Jolynn Fighting Bear displays her dancing regalia as she faces the drummers during a performance by the Little Sun Drum and Dance Group during the annual powwow at Cheyenne Frontier Days. (Wyoming Truth photo by Elizabeth Sampson)

“We come [to CFD] to give a glimpse of who we are as powwow people,” Iron Cloud said. “We’re just everyday people showing and sharing about part of our way of life, of why we are still here, of why we are still resilient and why we are so proud of who we are as Native American indigenous people.”

Connecting with his own Native American roots is what drew Cheyenne’s Nathan Johnson, 39, to the powwow with his wife and children.

“I love seeing that they are keeping the culture alive,” said Johnson, noting that his favorite dance is the men’s traditional dance, before he and his children entered the dance circle.

“It’s traditional—I can actually do it.”

Johnson’s wife, Kimberly, 30, said her favorite part of the event was the hoop dancing, which was performed by Jasmine Pickner-Bell and her two young daughters.

“I love that this year she has her kids involved,” she said.

For 15-year-old Elysiana Hernandez, it’s the dancers’ colorful regalia that keeps her coming back to the Indian Village.

“I’ve always come, ever since I was six,” said Hernandez, a Cheyenne resident,  sampling an Indian taco from a nearby food stand. “It’s unique, colorful, different. I like the way they make the sounds with their music. I just like the culture.” 

Iron Cloud is working with the CFD Indian Committee to create more educational showcases in recognition of event-goers’ interest in Native American culture.  This year, for example, the Indian Village features a tipi where visitors can learn about history of the Northern Plains tribes and their use of the buffalo, as well as information about the dancers’ regalia. 

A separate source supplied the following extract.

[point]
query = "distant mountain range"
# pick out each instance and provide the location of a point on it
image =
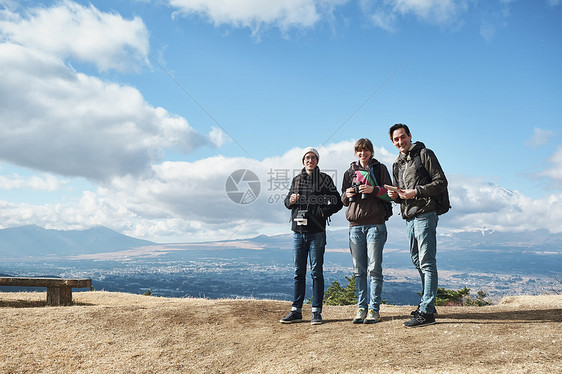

“It’s a weeklong of education; a weeklong of social and cultural awareness,” Iron Cloud said. “We are here to share, to give a little part of who we are. … This is giving you a brief window into who we are as unique people, as indigenous people, as people of the northern plains.”

As CFD celebrates its 126th anniversary, Iron Cloud is happy to continue the tradition of Native Americans participating in the iconic Wyoming event.

“We’re here to enhance the western theme of Cheyenne Frontier Days,” Iron Cloud said. “It’s an epic event that is a historical event for many. We are glad to be part of it and are here to help promote what it stands for—what Wyoming stands for. Like my son said, you can’t have cowboys without Indians.”